Dollar benefits from strong payrolls
After a turbulent week dominated by regional and geopolitical risks as well as trade tensions, the markets received a boost from strong U.S. employment figures. With the political uncertainties in Italy and Spain also being resolved for the time being at least, the concerns over tariffs are perhaps the only reason for caution. These will likely exert some strain as the G7 meeting approaches on the 8-9th of June, with G7 finance ministers already expressing their frustration over these as likely to ‘undermine open trade and confidence in the global economy’. However, their consequences are largely for the future, whereas the current economic environment appears strong enough for markets to withstand these risks. Also the G7 summit will likely be eclipsed by expectations over the U.S - North Korea summit which President Trump has confirmed will go ahead a few days later on the 12th, and which conveys a more optimistic mood.

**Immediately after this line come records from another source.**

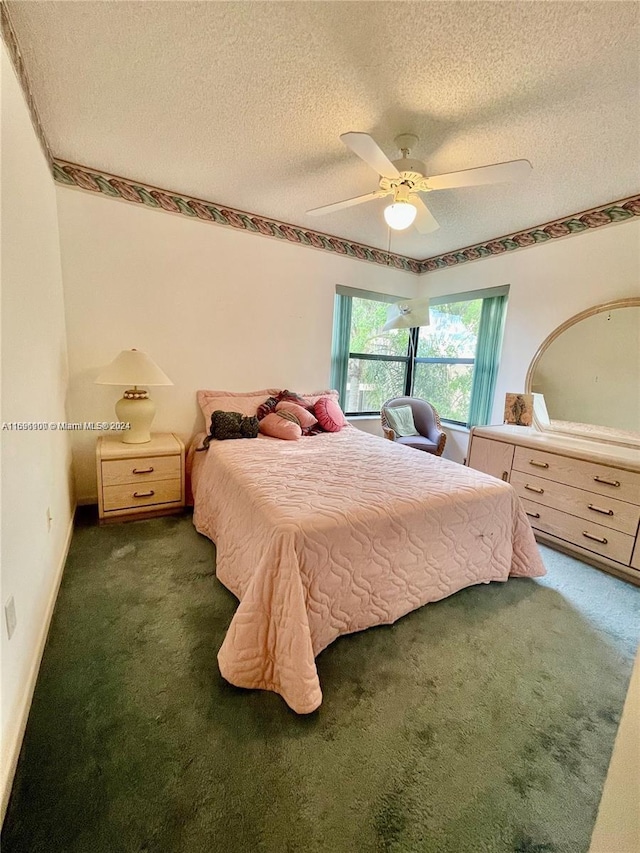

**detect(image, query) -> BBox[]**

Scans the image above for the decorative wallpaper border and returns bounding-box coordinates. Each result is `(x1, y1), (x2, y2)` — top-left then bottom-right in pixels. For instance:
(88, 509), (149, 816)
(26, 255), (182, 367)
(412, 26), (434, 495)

(0, 3), (53, 167)
(420, 195), (640, 273)
(53, 160), (420, 273)
(5, 0), (640, 275)
(53, 160), (640, 274)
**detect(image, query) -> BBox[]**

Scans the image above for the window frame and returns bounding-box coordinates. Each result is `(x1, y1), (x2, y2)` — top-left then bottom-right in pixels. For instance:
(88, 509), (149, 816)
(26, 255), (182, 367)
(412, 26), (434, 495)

(336, 284), (509, 428)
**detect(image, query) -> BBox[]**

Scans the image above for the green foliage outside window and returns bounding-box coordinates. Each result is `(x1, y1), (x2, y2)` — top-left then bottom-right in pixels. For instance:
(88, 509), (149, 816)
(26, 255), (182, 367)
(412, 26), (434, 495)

(345, 297), (482, 423)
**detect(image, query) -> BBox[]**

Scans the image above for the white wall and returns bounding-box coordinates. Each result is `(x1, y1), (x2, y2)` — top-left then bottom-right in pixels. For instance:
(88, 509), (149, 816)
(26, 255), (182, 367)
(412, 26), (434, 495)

(419, 218), (640, 462)
(58, 187), (419, 501)
(0, 44), (72, 813)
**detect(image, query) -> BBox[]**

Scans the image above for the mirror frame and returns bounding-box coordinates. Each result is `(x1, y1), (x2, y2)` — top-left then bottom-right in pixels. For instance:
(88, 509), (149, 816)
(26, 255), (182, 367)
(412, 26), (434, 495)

(524, 296), (640, 447)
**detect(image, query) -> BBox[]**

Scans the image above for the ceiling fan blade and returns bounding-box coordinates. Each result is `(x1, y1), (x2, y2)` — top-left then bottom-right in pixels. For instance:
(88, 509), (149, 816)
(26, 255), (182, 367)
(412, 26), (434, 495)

(307, 190), (386, 216)
(425, 160), (533, 190)
(409, 196), (440, 234)
(340, 131), (400, 178)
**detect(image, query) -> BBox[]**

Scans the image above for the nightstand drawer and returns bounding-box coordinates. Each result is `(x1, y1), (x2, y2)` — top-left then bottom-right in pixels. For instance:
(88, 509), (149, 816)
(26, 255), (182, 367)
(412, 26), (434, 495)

(102, 456), (181, 487)
(103, 476), (182, 512)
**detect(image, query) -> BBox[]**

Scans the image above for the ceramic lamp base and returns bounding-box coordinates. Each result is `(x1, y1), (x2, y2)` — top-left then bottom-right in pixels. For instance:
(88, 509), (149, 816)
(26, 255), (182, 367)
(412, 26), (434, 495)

(116, 392), (156, 444)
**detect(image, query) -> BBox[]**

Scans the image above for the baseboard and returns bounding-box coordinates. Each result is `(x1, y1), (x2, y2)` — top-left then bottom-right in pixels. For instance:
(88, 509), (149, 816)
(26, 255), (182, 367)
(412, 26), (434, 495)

(0, 512), (75, 826)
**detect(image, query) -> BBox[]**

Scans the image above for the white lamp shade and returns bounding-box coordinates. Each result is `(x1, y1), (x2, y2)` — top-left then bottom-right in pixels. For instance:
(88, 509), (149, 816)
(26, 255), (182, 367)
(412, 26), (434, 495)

(384, 201), (418, 231)
(95, 349), (173, 386)
(382, 296), (430, 332)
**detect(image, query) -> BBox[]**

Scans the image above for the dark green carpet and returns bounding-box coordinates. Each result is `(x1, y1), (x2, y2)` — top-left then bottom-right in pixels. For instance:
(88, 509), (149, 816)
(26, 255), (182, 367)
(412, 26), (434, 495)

(2, 510), (640, 853)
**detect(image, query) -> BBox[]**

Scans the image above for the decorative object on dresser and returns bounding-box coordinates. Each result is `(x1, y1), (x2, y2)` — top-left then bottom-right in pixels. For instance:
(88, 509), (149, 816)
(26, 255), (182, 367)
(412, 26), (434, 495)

(504, 394), (533, 426)
(468, 426), (640, 584)
(96, 433), (184, 523)
(95, 349), (173, 444)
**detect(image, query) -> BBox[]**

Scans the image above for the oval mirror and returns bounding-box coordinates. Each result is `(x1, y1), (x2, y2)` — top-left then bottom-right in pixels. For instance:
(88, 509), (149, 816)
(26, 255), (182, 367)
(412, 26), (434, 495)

(526, 297), (640, 445)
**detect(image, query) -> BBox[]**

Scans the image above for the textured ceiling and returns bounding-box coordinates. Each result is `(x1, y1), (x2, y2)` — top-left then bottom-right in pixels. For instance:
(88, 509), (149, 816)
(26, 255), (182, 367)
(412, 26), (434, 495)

(7, 0), (640, 258)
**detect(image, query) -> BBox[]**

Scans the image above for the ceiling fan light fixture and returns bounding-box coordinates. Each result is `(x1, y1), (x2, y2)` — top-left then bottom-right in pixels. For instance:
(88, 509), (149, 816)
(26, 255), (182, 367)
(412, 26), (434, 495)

(384, 201), (418, 231)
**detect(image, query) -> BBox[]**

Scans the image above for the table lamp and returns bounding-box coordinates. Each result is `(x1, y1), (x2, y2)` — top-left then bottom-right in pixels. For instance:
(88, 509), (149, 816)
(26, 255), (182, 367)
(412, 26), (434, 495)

(95, 349), (173, 444)
(382, 296), (429, 332)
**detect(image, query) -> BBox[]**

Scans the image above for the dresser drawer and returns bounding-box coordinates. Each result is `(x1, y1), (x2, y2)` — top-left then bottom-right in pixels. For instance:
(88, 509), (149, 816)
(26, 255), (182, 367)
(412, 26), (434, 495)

(103, 471), (182, 512)
(511, 471), (640, 536)
(513, 447), (640, 504)
(102, 456), (181, 487)
(522, 499), (635, 566)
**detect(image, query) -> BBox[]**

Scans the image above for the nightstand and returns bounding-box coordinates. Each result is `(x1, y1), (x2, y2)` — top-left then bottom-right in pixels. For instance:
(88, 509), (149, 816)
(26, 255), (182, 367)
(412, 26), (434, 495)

(96, 432), (184, 523)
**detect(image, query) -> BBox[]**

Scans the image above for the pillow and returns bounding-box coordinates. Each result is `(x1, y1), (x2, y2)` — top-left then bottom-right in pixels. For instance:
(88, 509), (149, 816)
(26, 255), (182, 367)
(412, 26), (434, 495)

(203, 409), (258, 450)
(313, 395), (347, 432)
(260, 412), (302, 441)
(301, 391), (340, 409)
(384, 406), (420, 436)
(276, 400), (318, 430)
(278, 389), (311, 409)
(197, 388), (280, 424)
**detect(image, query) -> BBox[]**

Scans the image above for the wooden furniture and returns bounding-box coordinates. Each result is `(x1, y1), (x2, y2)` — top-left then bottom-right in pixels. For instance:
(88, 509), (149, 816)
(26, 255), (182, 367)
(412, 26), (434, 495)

(380, 397), (447, 456)
(468, 426), (640, 584)
(96, 433), (184, 522)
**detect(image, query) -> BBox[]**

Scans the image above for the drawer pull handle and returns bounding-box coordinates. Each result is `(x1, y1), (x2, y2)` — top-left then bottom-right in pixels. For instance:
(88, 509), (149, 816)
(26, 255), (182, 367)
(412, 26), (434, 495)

(593, 477), (620, 489)
(587, 504), (613, 515)
(582, 530), (609, 545)
(529, 459), (549, 468)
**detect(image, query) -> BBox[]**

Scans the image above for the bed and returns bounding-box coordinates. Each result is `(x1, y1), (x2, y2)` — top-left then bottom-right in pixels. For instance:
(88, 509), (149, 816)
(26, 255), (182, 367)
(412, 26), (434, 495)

(190, 418), (545, 714)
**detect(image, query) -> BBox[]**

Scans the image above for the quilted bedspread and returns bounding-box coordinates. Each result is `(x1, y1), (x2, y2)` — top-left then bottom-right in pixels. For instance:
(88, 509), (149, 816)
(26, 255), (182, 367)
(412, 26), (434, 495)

(192, 427), (545, 714)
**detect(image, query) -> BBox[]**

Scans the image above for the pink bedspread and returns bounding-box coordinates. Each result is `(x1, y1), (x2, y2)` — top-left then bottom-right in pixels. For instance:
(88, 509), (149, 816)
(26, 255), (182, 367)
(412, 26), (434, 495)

(192, 427), (545, 714)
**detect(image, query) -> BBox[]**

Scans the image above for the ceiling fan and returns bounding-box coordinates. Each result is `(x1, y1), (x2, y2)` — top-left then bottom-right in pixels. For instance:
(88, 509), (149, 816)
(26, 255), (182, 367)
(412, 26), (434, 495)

(307, 131), (532, 234)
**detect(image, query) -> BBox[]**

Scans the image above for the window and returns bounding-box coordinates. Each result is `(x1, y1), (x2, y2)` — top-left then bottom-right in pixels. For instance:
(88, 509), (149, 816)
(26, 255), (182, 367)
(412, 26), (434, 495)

(413, 299), (483, 424)
(332, 287), (508, 425)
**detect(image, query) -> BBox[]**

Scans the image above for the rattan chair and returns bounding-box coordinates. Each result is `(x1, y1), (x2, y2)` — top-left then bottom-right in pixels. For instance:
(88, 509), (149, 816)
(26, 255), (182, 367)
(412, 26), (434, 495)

(380, 397), (447, 456)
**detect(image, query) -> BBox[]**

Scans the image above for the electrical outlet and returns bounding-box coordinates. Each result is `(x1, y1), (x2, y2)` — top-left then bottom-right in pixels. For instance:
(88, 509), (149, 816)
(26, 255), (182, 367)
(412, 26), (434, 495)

(4, 596), (18, 639)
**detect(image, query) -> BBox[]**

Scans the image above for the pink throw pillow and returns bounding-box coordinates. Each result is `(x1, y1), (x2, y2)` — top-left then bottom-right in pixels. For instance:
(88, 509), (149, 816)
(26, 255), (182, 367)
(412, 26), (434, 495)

(313, 397), (347, 432)
(260, 412), (302, 441)
(301, 391), (338, 409)
(276, 400), (318, 429)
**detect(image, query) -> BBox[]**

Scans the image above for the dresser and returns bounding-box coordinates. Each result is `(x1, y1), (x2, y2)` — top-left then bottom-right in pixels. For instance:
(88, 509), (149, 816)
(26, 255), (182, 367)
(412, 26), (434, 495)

(96, 433), (184, 523)
(467, 426), (640, 584)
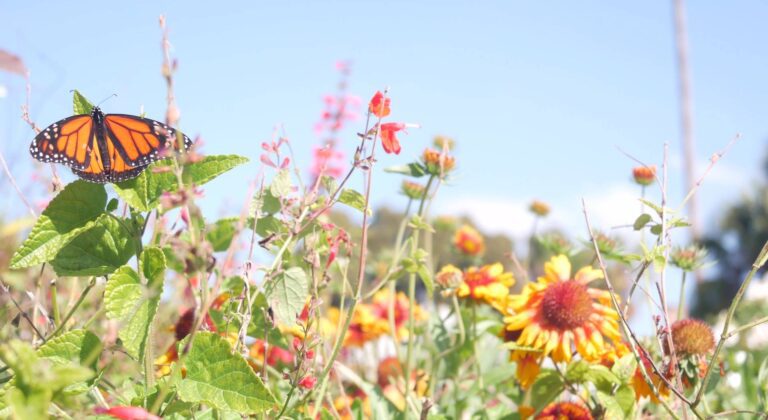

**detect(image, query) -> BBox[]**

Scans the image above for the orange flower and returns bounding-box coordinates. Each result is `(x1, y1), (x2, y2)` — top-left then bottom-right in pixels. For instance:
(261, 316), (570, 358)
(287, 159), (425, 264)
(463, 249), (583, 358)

(379, 123), (407, 155)
(535, 402), (594, 420)
(368, 91), (390, 118)
(453, 225), (485, 257)
(456, 263), (515, 311)
(504, 255), (621, 362)
(632, 165), (656, 186)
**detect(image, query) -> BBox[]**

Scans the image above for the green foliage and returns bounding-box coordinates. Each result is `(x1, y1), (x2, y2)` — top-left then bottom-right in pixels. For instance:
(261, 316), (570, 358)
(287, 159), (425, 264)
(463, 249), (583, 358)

(11, 181), (107, 269)
(266, 267), (309, 325)
(179, 332), (277, 414)
(114, 155), (248, 211)
(51, 213), (138, 276)
(104, 266), (162, 359)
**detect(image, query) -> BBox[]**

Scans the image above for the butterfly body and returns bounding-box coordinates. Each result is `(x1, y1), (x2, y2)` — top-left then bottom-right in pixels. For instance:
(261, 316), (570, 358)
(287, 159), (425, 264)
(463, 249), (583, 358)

(29, 107), (192, 184)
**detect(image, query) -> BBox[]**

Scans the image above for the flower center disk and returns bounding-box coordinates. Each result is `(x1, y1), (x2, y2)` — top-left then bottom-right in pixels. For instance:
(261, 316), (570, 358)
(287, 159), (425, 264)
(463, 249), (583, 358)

(541, 280), (592, 329)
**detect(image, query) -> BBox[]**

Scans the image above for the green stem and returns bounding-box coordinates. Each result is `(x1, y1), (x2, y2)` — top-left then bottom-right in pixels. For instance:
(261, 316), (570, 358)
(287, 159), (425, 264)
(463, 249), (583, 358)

(677, 271), (688, 321)
(691, 241), (768, 408)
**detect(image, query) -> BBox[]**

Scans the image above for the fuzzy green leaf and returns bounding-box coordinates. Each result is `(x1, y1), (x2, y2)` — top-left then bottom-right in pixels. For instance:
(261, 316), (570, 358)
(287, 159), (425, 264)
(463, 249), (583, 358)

(72, 90), (93, 115)
(51, 213), (137, 276)
(114, 155), (248, 211)
(11, 181), (107, 269)
(178, 332), (277, 415)
(104, 266), (162, 359)
(266, 267), (309, 325)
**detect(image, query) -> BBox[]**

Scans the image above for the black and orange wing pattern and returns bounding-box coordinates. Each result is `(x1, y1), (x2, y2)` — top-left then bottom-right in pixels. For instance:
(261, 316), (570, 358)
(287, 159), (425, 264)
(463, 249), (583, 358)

(29, 115), (96, 170)
(104, 114), (192, 168)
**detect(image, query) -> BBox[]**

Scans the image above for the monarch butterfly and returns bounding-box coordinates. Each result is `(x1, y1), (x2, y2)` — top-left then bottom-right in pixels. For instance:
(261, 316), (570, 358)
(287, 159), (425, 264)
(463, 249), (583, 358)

(29, 107), (192, 184)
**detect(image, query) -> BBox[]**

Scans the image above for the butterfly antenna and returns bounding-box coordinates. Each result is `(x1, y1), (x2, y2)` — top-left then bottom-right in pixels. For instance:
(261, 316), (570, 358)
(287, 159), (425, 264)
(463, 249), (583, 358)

(96, 93), (117, 106)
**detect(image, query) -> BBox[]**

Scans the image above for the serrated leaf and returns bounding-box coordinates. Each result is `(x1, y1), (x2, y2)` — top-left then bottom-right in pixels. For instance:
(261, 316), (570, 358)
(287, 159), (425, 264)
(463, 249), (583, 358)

(51, 213), (138, 276)
(139, 246), (166, 287)
(632, 213), (651, 230)
(339, 188), (370, 212)
(11, 181), (107, 269)
(611, 353), (637, 383)
(104, 266), (162, 359)
(114, 155), (248, 211)
(531, 369), (563, 411)
(266, 267), (309, 325)
(72, 89), (93, 115)
(178, 332), (277, 415)
(269, 169), (291, 197)
(384, 162), (427, 178)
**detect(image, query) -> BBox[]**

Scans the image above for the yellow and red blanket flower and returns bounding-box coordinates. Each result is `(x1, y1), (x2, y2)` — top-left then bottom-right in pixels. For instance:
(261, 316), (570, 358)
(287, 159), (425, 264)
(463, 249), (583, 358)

(371, 289), (427, 341)
(456, 263), (515, 312)
(504, 255), (621, 362)
(453, 225), (485, 257)
(535, 401), (594, 420)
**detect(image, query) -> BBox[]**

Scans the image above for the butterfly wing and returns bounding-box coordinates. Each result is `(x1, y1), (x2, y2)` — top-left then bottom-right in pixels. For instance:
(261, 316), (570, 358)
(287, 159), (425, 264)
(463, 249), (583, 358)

(29, 115), (96, 171)
(104, 114), (192, 171)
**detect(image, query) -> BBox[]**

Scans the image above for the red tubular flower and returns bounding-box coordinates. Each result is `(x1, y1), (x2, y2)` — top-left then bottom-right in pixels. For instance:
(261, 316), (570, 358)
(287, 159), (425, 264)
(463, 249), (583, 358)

(368, 91), (390, 118)
(96, 406), (160, 420)
(379, 123), (406, 155)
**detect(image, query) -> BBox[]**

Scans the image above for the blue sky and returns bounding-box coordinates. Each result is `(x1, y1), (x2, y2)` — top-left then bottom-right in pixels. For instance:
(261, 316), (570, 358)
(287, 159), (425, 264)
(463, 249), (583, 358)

(0, 1), (768, 241)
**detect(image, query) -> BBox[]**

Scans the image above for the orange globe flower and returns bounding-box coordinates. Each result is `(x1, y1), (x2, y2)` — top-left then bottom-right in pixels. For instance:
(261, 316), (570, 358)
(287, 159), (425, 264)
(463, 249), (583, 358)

(453, 225), (485, 257)
(456, 263), (515, 311)
(504, 255), (621, 362)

European political risks recede for now
With Italy’s political problems being put to rest for the moment, with a coalition government between the 5 Star Movement and the League finally being formed, the sense of relief was also reinforced by strong U.S. economic data. The May labour market report saw jobs growth of 223k in excess of expectations, the unemployment rate falling to an 18-year low of 3.8% and wages rising by a firm 0.3%. Other data points over the week were also constructive including ISM manufacturing data, which rose to 58.7 from 57.3, and personal income and sales data which were up 0.3% and 0.6% respectively. Collectively they help to cement the case for a June rate hike by the Fed, and increased the chances of two further rate hikes before the end of the year. The dollar therefore remained firm, rising strongly against the JPY, although the news from Italy prevented it from making further gains against the single currency.